I suggest to name the use cases FIFO scheduling is preferred for and why.
If, instead, it's just a general recommendation, I also suggest to explain why.
+ *
+ * The lifetime of the scheduler is managed by the driver using it. Before
+ * destroying the scheduler the driver must ensure that all hardware processing
+ * involving this scheduler object has finished by calling for example
+ * disable_irq(). It is *not* sufficient to wait for the hardware fence here
+ * since this doesn't guarantee that all callback processing has finished.
This is the part I'm most concerned about, since I feel like we leave drivers
"up in the air" entirely. Hence, I think here we need to be more verbose and
detailed about the options drivers have to ensure that.
For instance, let's assume we have the single-entity-per-scheduler topology
because the driver only uses the GPU scheduler to feed a firmware scheduler with
dynamically allocated ring buffers.
In this case the entity, scheduler and ring buffer are bound to the lifetime of
a userspace process.
What do we expect the driver to do if the userspace process is killed? As you
mentioned, only waiting for the ring to be idle (which implies all HW fences
are signalled) is not enough. This doesn't guarantee all the free_job()

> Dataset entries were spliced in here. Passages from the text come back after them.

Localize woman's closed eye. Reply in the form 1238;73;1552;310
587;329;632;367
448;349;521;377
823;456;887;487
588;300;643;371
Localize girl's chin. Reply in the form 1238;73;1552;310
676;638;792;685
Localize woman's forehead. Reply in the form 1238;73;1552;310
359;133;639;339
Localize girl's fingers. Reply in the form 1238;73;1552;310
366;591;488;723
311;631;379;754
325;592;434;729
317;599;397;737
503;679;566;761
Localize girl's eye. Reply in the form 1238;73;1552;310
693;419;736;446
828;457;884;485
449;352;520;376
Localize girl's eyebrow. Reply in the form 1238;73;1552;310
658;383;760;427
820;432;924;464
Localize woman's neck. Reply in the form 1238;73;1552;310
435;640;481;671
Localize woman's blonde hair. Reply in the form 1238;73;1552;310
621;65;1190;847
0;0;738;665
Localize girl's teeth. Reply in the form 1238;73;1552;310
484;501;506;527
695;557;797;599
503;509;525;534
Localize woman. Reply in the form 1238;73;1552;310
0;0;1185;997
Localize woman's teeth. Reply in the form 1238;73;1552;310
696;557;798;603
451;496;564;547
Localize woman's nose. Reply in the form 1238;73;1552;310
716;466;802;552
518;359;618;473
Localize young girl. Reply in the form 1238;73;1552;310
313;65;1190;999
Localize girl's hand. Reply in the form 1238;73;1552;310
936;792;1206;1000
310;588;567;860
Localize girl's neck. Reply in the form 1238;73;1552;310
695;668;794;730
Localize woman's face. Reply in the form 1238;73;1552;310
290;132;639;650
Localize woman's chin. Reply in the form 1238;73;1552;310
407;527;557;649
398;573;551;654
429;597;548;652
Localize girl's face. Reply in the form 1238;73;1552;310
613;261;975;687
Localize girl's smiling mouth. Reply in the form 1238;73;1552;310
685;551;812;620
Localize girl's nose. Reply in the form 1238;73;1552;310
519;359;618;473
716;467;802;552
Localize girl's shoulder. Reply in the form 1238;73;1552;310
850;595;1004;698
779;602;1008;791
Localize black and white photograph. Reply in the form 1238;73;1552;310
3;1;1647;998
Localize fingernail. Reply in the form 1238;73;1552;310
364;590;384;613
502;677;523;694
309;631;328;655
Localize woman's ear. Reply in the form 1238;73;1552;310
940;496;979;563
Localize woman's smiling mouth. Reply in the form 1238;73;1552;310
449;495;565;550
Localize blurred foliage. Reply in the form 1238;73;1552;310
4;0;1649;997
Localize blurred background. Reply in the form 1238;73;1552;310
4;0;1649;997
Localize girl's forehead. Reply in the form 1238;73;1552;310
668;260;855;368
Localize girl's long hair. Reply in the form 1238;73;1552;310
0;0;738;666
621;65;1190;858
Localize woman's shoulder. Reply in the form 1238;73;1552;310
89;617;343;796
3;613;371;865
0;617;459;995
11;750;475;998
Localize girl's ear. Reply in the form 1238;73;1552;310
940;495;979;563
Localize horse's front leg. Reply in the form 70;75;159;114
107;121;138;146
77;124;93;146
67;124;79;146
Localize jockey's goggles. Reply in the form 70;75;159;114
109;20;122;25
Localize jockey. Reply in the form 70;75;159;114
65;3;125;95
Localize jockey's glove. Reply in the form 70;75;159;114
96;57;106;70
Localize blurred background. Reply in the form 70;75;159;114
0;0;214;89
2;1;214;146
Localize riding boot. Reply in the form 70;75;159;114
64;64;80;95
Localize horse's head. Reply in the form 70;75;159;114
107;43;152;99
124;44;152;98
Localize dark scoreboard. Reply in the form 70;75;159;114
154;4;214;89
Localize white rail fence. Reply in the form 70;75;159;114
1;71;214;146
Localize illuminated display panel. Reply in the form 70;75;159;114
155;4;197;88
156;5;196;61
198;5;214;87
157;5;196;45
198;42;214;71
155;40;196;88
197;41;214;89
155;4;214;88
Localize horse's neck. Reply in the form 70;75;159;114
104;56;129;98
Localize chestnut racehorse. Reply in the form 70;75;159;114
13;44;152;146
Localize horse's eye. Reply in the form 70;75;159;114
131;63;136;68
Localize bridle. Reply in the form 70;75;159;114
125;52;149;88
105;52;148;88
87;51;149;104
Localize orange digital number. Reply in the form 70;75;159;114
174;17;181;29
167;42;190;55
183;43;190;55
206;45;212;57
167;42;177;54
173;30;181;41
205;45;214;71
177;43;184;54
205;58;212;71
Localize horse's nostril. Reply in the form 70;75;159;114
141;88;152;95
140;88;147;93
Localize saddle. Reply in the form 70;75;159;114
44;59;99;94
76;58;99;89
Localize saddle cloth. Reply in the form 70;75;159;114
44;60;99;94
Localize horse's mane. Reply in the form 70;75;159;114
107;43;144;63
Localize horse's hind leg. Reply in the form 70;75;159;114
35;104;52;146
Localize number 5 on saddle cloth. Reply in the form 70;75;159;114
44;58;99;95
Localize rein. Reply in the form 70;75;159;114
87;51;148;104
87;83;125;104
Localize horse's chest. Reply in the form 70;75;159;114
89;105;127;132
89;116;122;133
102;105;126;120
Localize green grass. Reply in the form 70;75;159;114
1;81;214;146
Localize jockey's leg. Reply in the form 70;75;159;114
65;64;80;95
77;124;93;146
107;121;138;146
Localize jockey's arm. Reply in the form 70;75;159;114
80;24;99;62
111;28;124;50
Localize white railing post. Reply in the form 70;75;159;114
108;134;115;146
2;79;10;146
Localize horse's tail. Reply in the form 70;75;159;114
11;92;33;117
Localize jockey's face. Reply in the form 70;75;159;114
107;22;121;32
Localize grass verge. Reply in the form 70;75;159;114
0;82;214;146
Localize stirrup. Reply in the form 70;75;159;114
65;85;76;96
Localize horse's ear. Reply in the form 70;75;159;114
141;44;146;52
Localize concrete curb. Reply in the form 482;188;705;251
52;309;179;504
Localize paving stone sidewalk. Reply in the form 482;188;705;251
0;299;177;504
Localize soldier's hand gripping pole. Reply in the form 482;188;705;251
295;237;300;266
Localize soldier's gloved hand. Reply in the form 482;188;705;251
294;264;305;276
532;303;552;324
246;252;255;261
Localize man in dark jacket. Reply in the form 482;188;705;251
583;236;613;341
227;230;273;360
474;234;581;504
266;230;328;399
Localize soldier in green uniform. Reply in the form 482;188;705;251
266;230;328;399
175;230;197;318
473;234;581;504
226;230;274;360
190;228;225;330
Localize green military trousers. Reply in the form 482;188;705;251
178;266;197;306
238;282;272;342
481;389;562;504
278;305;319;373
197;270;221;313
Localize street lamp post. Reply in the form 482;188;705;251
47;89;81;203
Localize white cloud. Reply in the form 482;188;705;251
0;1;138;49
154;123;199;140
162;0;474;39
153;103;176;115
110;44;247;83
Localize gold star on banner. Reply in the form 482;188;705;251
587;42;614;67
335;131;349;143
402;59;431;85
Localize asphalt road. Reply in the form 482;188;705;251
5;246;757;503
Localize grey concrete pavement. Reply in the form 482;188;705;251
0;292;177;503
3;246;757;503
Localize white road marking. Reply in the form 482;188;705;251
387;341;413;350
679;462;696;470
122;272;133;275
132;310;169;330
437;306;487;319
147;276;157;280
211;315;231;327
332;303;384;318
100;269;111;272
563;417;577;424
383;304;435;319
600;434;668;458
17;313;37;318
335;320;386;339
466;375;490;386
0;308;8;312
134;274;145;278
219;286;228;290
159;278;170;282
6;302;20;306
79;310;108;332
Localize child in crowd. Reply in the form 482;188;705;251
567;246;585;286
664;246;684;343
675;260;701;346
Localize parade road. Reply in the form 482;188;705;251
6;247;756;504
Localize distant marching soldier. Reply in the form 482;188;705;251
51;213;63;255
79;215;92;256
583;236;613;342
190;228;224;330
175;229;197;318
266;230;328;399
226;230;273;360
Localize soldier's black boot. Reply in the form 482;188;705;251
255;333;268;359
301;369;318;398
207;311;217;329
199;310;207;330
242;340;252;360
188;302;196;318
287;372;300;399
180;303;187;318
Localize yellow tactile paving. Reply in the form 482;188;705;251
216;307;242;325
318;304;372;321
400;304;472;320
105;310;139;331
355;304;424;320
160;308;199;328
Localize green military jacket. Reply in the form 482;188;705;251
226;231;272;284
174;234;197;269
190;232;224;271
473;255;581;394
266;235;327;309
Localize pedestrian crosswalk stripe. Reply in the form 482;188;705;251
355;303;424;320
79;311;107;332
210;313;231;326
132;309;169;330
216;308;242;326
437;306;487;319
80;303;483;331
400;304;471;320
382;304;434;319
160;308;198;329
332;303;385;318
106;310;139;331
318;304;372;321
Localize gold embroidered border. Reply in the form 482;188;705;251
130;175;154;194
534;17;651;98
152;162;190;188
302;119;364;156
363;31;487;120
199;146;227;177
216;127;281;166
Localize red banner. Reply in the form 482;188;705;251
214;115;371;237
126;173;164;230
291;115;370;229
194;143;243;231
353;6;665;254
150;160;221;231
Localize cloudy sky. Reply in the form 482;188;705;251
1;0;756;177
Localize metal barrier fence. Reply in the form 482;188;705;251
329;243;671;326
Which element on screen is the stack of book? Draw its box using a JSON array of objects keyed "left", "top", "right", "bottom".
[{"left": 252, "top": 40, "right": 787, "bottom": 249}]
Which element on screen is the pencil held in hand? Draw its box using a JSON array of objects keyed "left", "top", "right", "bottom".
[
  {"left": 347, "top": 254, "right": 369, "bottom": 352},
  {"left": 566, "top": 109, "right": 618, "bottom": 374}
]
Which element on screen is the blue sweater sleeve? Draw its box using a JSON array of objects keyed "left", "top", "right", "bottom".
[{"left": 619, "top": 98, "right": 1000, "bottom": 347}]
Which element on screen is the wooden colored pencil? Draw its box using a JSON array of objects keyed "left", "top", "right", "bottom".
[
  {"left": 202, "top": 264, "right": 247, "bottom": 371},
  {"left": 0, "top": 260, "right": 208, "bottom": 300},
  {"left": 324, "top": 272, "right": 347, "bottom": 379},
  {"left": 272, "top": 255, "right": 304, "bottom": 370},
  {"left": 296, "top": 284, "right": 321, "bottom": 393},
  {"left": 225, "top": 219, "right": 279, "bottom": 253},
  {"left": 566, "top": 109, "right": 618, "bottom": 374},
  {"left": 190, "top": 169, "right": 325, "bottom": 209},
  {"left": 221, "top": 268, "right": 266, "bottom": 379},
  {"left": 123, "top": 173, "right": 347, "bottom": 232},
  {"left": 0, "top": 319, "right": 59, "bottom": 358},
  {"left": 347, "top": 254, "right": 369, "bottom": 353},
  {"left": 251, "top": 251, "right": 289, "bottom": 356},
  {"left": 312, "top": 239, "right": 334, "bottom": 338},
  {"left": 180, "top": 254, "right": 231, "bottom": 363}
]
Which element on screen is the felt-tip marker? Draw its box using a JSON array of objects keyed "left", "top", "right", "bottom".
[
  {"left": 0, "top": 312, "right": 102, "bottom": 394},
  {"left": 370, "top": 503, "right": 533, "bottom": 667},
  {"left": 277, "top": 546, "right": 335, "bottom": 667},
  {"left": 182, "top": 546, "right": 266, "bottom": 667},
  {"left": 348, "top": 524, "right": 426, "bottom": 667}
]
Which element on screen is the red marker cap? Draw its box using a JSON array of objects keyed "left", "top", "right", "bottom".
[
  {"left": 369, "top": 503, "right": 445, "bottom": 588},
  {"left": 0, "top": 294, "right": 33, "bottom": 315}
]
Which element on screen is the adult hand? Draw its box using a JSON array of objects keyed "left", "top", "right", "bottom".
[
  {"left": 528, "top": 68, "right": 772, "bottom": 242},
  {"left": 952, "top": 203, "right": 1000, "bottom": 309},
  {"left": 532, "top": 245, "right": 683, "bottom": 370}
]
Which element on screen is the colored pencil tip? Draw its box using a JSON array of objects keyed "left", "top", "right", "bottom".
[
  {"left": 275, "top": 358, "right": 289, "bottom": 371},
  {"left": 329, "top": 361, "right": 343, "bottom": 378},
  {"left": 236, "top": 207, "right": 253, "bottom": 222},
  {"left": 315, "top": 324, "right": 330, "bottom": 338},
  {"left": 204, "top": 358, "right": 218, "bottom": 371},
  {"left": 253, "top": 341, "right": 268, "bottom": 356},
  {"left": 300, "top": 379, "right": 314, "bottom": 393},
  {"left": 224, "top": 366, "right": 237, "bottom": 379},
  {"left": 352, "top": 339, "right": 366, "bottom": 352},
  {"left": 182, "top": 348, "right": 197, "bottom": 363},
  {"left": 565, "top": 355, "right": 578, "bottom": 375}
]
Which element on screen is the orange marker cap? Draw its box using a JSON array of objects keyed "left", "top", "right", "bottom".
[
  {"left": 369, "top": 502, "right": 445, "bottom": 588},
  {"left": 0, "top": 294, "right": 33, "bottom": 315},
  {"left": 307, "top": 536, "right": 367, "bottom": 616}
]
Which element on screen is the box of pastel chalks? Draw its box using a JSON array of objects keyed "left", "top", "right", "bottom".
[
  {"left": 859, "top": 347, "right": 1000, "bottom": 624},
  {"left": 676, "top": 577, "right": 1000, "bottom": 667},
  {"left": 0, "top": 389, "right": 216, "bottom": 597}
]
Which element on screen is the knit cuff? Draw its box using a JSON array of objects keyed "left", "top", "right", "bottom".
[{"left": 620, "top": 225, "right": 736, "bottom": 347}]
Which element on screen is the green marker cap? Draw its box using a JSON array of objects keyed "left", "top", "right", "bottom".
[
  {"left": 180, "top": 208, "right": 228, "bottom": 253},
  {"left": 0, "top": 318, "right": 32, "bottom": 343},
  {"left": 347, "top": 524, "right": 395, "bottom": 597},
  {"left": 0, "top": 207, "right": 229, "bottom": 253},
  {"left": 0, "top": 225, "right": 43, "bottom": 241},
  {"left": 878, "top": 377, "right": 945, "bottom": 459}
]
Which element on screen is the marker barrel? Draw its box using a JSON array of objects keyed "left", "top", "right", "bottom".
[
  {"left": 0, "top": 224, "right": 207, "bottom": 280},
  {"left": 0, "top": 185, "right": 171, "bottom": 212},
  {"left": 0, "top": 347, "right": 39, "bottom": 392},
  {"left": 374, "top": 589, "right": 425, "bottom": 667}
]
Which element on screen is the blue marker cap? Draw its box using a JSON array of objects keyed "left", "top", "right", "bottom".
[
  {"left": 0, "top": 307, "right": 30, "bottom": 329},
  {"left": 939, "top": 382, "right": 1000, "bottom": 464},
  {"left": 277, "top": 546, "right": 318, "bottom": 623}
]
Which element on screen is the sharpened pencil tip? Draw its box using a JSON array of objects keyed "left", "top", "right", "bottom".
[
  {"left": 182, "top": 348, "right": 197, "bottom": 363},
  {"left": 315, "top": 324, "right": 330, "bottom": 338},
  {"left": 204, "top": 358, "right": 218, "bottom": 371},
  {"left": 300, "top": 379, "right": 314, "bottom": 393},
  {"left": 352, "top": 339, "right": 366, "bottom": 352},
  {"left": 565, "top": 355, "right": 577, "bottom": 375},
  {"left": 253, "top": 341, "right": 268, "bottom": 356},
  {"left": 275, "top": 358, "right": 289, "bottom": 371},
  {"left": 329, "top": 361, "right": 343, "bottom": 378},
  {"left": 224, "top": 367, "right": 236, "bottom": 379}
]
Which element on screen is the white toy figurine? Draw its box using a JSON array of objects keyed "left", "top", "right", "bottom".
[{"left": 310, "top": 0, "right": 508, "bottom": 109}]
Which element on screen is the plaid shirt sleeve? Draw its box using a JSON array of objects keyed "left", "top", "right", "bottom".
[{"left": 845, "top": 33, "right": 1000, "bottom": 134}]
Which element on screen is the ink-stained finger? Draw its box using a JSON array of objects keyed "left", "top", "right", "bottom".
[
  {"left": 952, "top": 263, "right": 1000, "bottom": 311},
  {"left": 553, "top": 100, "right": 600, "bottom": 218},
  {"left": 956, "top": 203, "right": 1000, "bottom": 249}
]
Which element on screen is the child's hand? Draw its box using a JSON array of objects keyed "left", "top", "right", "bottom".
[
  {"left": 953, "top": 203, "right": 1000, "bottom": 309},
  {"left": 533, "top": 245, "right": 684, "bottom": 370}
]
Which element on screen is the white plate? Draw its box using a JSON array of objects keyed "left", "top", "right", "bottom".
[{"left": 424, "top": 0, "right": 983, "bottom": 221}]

callbacks have been called yet and hence stopping the scheduler before the
pending_list is actually empty would leak the memory of the jobs on the
pending_list waiting to be freed.
I already brought this up when we were discussing Matt's Xe inspired scheduler
patch series and it seems there was no interest to provide drivers with some
common mechanism that gurantees that the pending_list is empty. Hence, I really
think we should at least give recommendations how drivers should deal with that.
+ *
+ * The run queue object is a container of entities for a certain priority
+ * level. This object is internally managed by the scheduler and drivers
+ * shouldn't touch them directly. The lifetime of run queues are bound to the
+ * schedulers lifetime.
I think we should also mention that we support a variable number of run-queues
up to DRM_SCHED_PRIORITY_COUNT. Also there is this weird restriction on which
priorities a driver can use when choosing less than DRM_SCHED_PRIORITY_COUNT
run-queues.
For instance, initializing the scheduler with a single run-queue, requires the
corresponding entities to pick DRM_SCHED_PRIORITY_MIN, otherwise we'll just
fault since the priority is also used as an array index into sched->sched_rq[].
*/
/**
@@ -72,6 +166,42 @@
* limit.
*/
+/**
+ * DOC: Error and Timeout handling
+ *
+ * Errors schould be signaled by using dma_fence_set_error() on the hardware
+ * fence object before signaling it. Errors are then bubbled up from the
+ * hardware fence to the scheduler fence.
+ *
+ * The entity allows querying errors on the last run submission using the
+ * drm_sched_entity_error() function which can be used to cancel queued
+ * submissions in the run_job callback as well as preventing pushing further
+ * ones into the entity in the drivers submission function.
+ *
+ * When the hardware fence fails to signal in a configurable amount of time the
+ * timedout_job callback is issued. The driver should then follow the procedure
+ * described on the &struct drm_sched_backend_ops.timedout_job callback (TODO:
+ * The timeout handler should probably switch to using the hardware fence as
+ * parameter instead of the job. Otherwise the handling will always race
+ * between timing out and signaling the fence).
+ *
+ * The scheduler also used to provided functionality for re-submitting jobs
+ * with replacing the hardware fence during reset handling. This functionality
+ * is now marked as deprecated. This has proven to be fundamentally racy and
+ * not compatible with DMA-fence rules and shouldn't be used in any new code.
+ *
+ * Additional there is the drm_sched_increase_karma() function which tries to
"Additionally"
+ * find the entity which submitted a job and increases it's 'karma'
+ * atomic variable to prevent re-submitting jobs from this entity. This has
+ * quite some overhead and re-submitting jobs is now marked as deprecated. So
+ * using this function is rather discouraged.
+ *
+ * Drivers can still re-create the GPU state should it be lost during timeout
+ * handling when they can guarantee that forward progress is made and this
+ * doesn't cause another timeout. But this is strongly hardware specific and
+ * out of the scope of the general GPU scheduler.
+ */
+
#include <linux/wait.h>
#include <linux/sched.h>
#include <linux/completion.h>
--
2.34.1